La Musicología —disciplina académica plenamente consolidada y que cuenta con grandes profesionales en la ciudad— apenas tiene presencia en el análisis, recuperación o creación del patrimonio musical procesional. Marchas, repertorios, estilos interpretativos o historia de la música cofrade quedan fuera de un estudio serio y sistemático, sustituido por opciones que pocas veces van avaladas por el conocimiento técnico.
Bellas Artes e
Historia del Arte podrían contribuir decisivamente a elevar el nivel
conceptual, estético y técnico de nuevas obras, la conservación preventiva de
nuestras imágenes, proyectos expositivos o estudios iconográficos. Sin embargo,
la consecuencia visible es una escasez de calidad en parte de la producción
contemporánea, donde el intrusismo encuentra terreno fértil y el criterio se
diluye entre modas, ocurrencias y recursos repetidos hasta la saciedad.
Incluso la Medicina
o las ciencias de la salud tendrían algo que decir en ámbitos tan concretos
como la ergonomía de los cargadores, o el análisis anatómico de la imaginería
procesional. Pero estos diálogos jamás se producen, o lo hacen de manera
anecdótica y sin continuidad.
Conviene subrayarlo
con claridad: la responsabilidad de esta desconexión es bidireccional. Las
universidades no han sabido —o no han querido— mirar a la Semana Santa como un
campo legítimo de investigación, transferencia y compromiso cultural. Pero las
hermandades tampoco han hecho un esfuerzo real por generar pedagogía, por
abrirse al conocimiento experto ni por demandar rigor donde debería ser norma y
no excepción.
La comparación con
otras ciudades resulta, en este punto, incómoda pero necesaria. Granada, gran
ciudad universitaria y cofrade, ha desarrollado desde hace años espacios de
encuentro entre academia y hermandades: centros de estudios, publicaciones
especializadas, simposios, tesis doctorales y proyectos de investigación que
han enriquecido su Semana Santa sin despojarla de la identidad popular de la
fiesta.
Las consecuencias
de esta falta de interacción están a la vista, pero no las citaré para no herir
sensibilidades.

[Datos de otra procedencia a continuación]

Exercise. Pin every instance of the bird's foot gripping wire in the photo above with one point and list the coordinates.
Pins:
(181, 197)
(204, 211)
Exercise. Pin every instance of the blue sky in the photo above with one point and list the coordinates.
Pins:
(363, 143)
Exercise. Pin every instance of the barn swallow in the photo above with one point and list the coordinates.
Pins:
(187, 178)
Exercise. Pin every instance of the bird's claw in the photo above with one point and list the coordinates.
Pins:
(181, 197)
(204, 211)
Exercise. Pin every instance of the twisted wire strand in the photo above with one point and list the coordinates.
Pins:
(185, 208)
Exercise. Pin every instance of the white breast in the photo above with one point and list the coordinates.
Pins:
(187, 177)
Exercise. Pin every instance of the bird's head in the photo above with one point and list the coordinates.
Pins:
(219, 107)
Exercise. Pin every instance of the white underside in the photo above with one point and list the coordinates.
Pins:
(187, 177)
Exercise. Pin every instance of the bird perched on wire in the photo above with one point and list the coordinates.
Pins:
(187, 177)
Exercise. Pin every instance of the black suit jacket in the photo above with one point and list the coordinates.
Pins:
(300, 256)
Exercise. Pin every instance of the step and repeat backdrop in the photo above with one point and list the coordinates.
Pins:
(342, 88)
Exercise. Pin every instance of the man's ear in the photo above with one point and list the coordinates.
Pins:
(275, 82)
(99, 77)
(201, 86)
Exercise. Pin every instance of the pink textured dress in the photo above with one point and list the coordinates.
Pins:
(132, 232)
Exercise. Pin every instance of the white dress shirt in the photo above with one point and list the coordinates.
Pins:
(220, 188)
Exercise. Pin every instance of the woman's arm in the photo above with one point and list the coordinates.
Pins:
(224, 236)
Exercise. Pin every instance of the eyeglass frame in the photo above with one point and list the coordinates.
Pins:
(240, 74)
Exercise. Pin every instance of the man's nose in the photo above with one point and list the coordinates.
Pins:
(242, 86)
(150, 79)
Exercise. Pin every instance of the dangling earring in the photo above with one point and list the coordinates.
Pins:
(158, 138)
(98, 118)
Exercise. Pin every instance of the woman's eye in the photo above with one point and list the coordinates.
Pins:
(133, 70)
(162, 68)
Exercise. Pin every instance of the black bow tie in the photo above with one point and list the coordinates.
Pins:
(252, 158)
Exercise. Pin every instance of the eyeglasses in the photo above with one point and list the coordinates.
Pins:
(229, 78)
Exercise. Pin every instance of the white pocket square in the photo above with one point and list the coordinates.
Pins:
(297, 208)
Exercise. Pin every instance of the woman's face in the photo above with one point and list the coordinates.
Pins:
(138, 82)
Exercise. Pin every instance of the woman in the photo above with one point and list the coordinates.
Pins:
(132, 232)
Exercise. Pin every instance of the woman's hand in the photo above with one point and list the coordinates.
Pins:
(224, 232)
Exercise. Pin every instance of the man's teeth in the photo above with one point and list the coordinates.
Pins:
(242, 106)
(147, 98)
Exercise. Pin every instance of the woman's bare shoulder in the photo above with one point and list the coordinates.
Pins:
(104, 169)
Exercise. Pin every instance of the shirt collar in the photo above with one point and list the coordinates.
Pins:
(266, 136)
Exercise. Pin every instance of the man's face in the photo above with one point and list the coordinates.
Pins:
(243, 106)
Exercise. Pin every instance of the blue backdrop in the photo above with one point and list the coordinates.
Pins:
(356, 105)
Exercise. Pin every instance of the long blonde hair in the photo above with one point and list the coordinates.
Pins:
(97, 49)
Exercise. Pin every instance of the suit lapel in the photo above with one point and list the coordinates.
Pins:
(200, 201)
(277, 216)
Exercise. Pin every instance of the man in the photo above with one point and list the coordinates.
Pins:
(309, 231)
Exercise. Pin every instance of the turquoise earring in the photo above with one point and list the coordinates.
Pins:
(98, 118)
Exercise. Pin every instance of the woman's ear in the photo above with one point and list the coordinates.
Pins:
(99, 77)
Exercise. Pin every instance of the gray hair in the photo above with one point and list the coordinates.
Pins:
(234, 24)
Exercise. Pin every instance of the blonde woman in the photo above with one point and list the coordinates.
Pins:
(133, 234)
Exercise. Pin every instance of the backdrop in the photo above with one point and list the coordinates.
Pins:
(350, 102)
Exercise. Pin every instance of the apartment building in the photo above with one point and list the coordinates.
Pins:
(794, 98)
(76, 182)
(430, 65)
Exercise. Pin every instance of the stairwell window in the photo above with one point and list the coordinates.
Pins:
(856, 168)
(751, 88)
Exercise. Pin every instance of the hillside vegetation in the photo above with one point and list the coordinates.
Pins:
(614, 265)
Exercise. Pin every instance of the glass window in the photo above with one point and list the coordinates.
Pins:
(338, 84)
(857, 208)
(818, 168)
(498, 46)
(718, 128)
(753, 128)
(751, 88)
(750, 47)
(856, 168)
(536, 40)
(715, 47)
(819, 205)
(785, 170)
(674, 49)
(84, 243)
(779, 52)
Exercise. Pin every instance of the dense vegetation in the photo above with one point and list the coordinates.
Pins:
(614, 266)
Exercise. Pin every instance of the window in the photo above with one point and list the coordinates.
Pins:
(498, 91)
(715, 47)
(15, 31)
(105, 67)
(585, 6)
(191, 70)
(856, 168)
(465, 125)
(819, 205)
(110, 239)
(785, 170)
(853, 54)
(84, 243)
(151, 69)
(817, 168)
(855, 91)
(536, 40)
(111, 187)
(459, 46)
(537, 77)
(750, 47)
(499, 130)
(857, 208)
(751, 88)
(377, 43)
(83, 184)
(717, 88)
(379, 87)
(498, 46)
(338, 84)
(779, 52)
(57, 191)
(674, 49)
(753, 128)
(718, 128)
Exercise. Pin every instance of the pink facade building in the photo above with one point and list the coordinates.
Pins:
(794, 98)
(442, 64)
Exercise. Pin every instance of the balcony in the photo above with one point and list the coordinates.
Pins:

Sin embargo, ¿no nos gustaría que nuestras hermandades
figuraran entre las entidades sujetas a la ley del mecenazgo con los beneficios
que eso supondría a cofradías y hermanos? ¿No nos gustaría enriquecer nuestro
patrimonio musical con piezas de calidad que se exporten a otras ciudades y no
al revés? ¿No nos gustaría conocer a los «padres» de muchas de nuestras
devociones, que aún se mantienen en el ostracismo del anonimato? ¿No nos
gustaría tener al menos una gran exposición anual? ¿No nos gustaría conocer el
dolor que debió sufrir Jesús Flagelado según el punto de vista médico? ¿No nos
gustaría tener un centro documental cofrade salmantino? No existe un lugar
donde se sistematice el conocimiento, se custodien estudios, se editen
investigaciones o se construya pensamiento propio sobre nuestra Semana Santa.
Y así, Salamanca
—ciudad del saber— mantiene una Semana Santa que camina muchas veces de
espaldas al conocimiento, mientras la Universidad desaprovecha uno de los
fenómenos culturales más ricos, complejos y vivos que tiene a sus pies.
Tal vez haya
llegado el momento de tomarse en serio el lema adaptado. No como sentencia
fatalista, sino como provocación. Porque si la naturaleza no da curiosidad,
ambición intelectual y voluntad de diálogo, ni la Universidad ni la Semana Santa
podrán prestarlas. Pero si esas virtudes existen —y existen—, Salamanca debería
ser el lugar donde, por fin, se encuentren.